WASHINGTON, D.C. – The Trump administration advanced Thursday previously proposed changes to an Obama-era offshore oil production safety rule that petroleum companies had found burdensome.
The Interior Department’s Bureau of Safety and Environmental Enforcement, which was established in response to the Deepwater Horizon-Macondo oil spill in 2010, announced Thursday that the updated Oil and Gas Production Safety Systems regulations would “reduce unnecessary regulatory burdens while ensuring that operations remain safe and environmentally responsible.”

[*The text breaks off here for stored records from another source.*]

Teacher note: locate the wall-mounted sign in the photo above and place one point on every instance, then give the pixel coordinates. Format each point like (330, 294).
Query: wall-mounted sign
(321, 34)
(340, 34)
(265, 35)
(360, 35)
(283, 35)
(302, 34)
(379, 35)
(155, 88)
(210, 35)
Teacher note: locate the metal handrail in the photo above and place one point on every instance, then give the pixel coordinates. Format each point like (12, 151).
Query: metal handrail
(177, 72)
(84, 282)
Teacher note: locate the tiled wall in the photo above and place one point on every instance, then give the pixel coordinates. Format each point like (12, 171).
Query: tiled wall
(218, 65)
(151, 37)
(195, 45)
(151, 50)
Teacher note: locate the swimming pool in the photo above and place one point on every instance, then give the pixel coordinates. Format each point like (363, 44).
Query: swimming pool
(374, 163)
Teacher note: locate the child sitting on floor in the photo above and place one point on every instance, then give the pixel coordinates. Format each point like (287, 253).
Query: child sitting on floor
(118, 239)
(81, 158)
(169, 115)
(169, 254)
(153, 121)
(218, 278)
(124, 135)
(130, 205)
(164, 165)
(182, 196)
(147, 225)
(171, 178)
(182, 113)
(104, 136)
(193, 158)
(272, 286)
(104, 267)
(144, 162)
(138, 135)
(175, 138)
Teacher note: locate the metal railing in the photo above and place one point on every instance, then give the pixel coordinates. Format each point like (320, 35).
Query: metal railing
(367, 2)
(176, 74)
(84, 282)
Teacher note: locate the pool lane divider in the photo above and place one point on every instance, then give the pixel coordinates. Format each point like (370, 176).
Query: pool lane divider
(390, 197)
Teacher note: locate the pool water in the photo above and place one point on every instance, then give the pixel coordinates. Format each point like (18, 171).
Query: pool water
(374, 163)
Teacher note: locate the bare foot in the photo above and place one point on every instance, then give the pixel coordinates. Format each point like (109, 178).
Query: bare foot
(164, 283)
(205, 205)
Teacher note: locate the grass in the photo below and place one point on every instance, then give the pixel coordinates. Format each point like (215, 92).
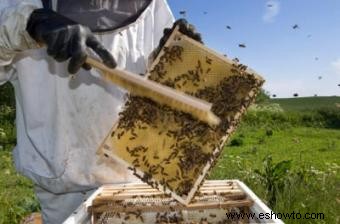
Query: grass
(16, 192)
(313, 183)
(307, 103)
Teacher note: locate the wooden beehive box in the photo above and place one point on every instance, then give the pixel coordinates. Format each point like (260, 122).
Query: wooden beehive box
(169, 149)
(139, 203)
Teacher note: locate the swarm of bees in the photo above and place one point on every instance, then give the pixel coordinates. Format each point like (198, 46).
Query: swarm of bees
(170, 147)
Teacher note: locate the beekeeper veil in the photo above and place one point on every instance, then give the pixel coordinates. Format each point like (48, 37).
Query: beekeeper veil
(100, 15)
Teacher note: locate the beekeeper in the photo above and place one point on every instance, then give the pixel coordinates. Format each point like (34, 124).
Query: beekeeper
(62, 121)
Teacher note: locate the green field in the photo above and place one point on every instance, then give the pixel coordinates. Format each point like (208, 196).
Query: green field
(307, 103)
(289, 158)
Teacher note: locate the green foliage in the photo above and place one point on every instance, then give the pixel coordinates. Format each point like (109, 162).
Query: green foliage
(262, 97)
(307, 103)
(7, 95)
(312, 183)
(236, 142)
(16, 195)
(273, 177)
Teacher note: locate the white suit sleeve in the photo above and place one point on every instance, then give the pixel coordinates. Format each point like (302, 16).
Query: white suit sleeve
(13, 36)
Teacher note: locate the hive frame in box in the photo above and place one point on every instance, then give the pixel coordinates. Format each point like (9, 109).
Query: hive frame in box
(83, 214)
(109, 150)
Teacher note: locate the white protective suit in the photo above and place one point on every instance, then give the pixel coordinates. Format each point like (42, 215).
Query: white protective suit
(61, 122)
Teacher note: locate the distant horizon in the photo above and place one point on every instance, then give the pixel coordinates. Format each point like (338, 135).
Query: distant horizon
(296, 51)
(301, 97)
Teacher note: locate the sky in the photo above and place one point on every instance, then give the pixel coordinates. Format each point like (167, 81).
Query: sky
(304, 60)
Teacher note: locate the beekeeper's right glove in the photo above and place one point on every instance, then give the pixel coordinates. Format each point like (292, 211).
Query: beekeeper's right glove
(66, 39)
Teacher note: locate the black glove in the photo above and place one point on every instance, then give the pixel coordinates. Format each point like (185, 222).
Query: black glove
(185, 28)
(66, 39)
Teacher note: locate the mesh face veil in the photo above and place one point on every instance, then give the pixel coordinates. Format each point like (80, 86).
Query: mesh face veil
(102, 15)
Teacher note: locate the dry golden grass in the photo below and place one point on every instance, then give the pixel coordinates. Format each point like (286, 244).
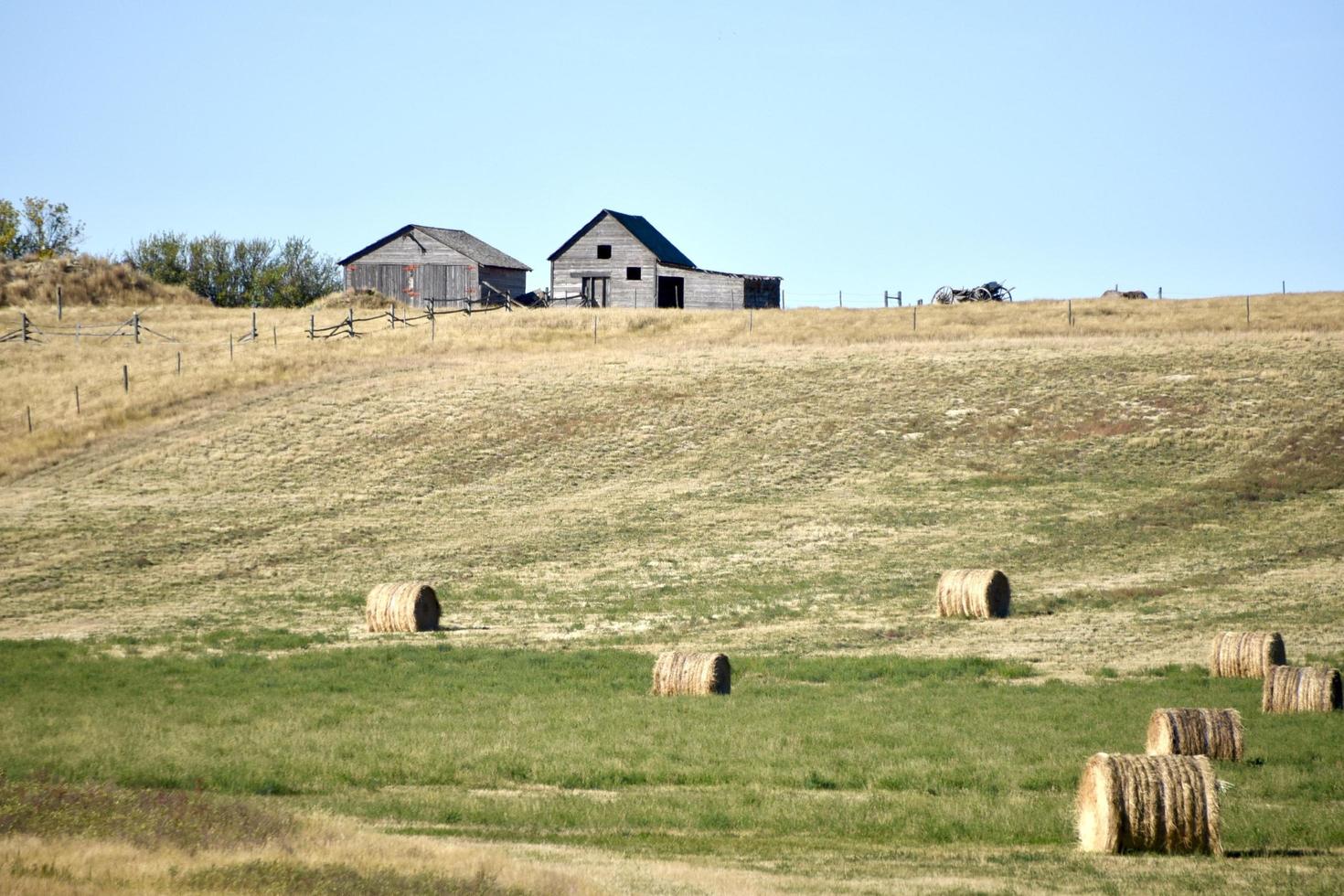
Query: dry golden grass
(43, 377)
(85, 280)
(691, 483)
(1148, 804)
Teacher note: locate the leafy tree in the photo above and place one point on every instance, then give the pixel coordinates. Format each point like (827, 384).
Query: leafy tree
(40, 228)
(8, 229)
(238, 272)
(165, 257)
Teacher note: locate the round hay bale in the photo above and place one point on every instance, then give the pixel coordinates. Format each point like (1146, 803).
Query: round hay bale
(1148, 804)
(980, 594)
(1244, 655)
(402, 606)
(1217, 733)
(1301, 689)
(694, 673)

The changes, which result from executive and secretarial orders in 2017, incorporate industry innovation, science and best practices, Scott Angelle, the bureau’s director, said in a statement. The revisions were published for public comment in December 2017.
The Oil and Gas Production Safety Systems Rule, also known as Subpart H, addresses safety and pollution prevention equipment, undersea safety devices and safety device testing for the production of oil and gas resources on the outer continental shelf. The bureau said it analyzed all 484 provisions in the original 2016 Production Safety Systems Rule and determined that 84 of those provisions were appropriate for revision or deletion. The final rule also adds seven new provisions.
In addition to measures that reduce notifications and clarify when operators must provide documentation, the new rule sets as law a dozen updated industry standards.
The rule is to be published Friday in the Federal Register and become effective 90 days later.
The changes will not alter any parts of other rules enacted since the Deepwater Horizon incident, but the bureau has separately proposed changes to the so-called Blowout Preventer Systems and Well Control Rule.